Most middle aged adults living unhealthy lives, say experts
Four-fifths of middle aged adults are putting themselves at risk of disease as busy lives and desk jobs make it increasingly hard to stay healthy, experts have said.
Eighty-three percent of 40 to 60 year-olds are either drinking too much, are inactive or are overweight, Public Health England (PHE) said.
Officials said that nine in 10 men (87%) and eight in 10 women (79%) are not doing enough exercise, exceeding the recommended limits for alcohol or are either overweight or obese.
Figures taken from the Health Survey for England show that 77% of men and 63% of women in middle age are either overweight or obese - with the rate of obesity shooting up 16% in the last two decades.
The diabetes rate among this age group also doubled in this period in England, PHE said.
Meanwhile, many are also not being physically active and drinking too much.
The health body is encouraging adults to take its One You - How Are You health quiz which may highlight problems and areas for improvement.

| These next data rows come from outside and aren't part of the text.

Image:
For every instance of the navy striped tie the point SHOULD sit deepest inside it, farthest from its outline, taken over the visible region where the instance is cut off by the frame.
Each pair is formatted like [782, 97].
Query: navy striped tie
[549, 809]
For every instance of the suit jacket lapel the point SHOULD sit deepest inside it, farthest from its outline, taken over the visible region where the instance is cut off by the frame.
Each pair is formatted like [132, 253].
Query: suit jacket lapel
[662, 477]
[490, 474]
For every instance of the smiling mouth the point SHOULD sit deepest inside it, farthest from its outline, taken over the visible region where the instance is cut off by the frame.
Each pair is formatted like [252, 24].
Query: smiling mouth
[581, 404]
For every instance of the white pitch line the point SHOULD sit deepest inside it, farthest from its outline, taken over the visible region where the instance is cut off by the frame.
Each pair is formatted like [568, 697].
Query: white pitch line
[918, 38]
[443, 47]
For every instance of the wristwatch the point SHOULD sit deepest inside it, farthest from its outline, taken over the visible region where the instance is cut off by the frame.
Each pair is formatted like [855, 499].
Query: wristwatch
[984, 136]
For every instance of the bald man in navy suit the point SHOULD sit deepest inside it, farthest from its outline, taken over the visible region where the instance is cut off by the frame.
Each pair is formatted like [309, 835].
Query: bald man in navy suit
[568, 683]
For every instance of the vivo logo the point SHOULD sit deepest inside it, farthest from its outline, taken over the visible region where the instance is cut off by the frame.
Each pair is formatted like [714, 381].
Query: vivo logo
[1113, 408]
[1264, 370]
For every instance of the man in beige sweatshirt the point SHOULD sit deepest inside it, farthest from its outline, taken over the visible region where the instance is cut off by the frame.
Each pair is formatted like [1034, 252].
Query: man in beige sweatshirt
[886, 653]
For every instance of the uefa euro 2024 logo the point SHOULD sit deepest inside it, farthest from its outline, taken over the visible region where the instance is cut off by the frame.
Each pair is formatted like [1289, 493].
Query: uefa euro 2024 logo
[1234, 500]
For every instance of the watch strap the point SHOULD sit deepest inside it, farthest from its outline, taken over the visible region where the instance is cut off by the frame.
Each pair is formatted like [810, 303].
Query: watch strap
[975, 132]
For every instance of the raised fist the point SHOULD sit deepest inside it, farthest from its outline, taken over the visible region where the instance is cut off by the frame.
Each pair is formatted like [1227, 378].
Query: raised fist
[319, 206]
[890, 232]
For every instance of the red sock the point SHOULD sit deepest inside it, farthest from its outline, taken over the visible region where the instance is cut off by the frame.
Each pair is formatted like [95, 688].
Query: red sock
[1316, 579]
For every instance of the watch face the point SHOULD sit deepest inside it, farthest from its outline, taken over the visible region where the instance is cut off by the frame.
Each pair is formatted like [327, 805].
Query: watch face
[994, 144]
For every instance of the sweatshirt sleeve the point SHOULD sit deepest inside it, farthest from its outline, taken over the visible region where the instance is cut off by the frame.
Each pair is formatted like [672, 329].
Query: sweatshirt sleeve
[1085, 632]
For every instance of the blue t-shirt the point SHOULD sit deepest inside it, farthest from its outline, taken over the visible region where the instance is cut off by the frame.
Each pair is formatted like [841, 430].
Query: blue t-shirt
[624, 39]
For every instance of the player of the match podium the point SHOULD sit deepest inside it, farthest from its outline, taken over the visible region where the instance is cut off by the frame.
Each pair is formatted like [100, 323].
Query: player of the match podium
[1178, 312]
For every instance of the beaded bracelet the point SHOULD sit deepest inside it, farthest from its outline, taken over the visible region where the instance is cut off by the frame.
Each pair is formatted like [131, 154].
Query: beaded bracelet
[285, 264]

People who take the quiz and are flagged as having a problem are directed to apps including Couch to 5K, Alcohol Checker and Easy Meals
"The demands of modern day living are taking their toll on the health of the nation, and it's those in middle age that are suffering the consequences most, as their health reaches worrying new levels," said Professor Sir Muir Gray, clinical adviser for PHE's One You lifestyle campaign.
"Over 15 million Britons are living with a long term health condition, and busy lives and desk jobs make it difficult to live healthily.
"But just making a few small changes will have significant benefits to people's health now and in later life."
Professor Kevin Fenton, director of health and wellbeing at Public Health England, said: "People are busy with work, with families, with the daily grind and sometimes their own health is the least of their priorities.
"The How Are You Quiz will help anyone who wants to take a few minutes to take stock and find out quickly where they can take a little action to make a big difference to their health."
Dan Howarth, head of care at Diabetes UK, added: "We know that people often bury their heads in the sand when it comes to their general health but the consequences of doing nothing can be catastrophic."